Merchant Accounts and Payment Gateways: Telling the Difference
Written by: Charge.com Payment Solutions, Inc.
Learn the crucial differences between a merchant account and a payment gateway.
When customers slide their cards through credit card machines, they tend to take for granted what’s happening behind the scenes. There is a sophisticated system in place that allows businesses to move money from one account to another, all digitally, so that the funds are delivered almost instantly. The business owner needs a merchant account, which relies on something called a payment gateway to transfer the funds. If you’re feeling overwhelmed, not to worry! This brief guide will break down all concepts related to merchant accounts and payment gateways.

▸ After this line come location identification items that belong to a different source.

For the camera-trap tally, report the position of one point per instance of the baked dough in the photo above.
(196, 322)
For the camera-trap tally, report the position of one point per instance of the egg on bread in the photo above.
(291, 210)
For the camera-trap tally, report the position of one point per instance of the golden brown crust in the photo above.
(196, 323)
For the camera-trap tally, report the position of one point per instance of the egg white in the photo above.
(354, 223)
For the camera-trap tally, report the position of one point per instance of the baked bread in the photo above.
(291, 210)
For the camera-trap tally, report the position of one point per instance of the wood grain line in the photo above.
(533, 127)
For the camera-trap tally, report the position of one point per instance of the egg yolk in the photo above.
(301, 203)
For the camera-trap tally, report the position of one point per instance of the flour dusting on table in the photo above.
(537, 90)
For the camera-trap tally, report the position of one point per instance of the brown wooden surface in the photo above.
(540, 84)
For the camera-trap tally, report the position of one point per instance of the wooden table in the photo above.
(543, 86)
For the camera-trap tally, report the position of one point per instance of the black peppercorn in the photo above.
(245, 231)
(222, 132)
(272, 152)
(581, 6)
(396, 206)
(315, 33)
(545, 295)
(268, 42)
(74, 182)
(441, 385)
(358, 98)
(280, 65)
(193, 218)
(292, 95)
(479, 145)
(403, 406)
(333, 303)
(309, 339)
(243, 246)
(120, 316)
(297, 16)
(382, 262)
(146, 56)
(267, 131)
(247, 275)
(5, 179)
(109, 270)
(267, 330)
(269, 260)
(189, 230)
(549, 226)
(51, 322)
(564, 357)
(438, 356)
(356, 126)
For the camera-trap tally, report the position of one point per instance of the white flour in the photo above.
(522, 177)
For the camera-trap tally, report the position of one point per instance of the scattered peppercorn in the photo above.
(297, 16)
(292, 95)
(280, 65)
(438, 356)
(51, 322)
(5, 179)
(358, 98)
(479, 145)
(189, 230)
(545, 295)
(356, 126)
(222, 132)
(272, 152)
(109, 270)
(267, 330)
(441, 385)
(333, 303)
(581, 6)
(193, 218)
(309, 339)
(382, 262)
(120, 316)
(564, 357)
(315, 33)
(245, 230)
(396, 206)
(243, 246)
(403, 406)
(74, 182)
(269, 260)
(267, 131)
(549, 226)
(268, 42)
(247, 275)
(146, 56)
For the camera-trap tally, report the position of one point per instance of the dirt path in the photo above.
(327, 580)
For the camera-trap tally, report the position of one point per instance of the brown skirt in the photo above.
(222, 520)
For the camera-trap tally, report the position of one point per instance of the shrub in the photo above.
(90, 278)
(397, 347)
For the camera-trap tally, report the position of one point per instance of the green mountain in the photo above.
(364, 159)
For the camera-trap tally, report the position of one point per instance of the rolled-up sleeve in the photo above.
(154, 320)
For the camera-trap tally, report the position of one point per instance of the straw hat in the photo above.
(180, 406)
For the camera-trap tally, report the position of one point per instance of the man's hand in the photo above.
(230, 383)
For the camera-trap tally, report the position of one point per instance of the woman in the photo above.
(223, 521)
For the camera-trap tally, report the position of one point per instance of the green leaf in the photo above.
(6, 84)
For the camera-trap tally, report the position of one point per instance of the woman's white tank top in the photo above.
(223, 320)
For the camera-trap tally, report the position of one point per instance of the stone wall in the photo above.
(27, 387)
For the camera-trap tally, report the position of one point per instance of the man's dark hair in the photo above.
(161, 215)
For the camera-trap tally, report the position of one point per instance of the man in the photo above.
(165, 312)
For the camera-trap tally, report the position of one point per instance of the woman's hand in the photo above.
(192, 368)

At first glance, a payment gateway seems a lot like a merchant account. Small business credit card processing requires a payment gateway, but that’s not the only piece of the puzzle. The gateway is the mechanism used to transfer money from the buyer to the seller. It’s the digital route money has to pass through, and it’s only required for transactions online. Gateways can be a component of either a payment processor or a merchant account, but they are not the entire service.
When you need credit card machines for your store, you have to get a merchant account. Some payment processing companies will ship a reader to you, like Square or PayPal, but you never really have full control as a business owner.
Say, for example, a customer wants to return an item they bought. A payment processor might hold funds and open a dispute. If the requirements to settle that dispute aren’t met, your account could be flagged for removal. Merchant accounts allow business owners to set their own policies and process transactions faster. They also provide a greater degree of security for the customer, because they utilize randomly generated number strings to process transactions.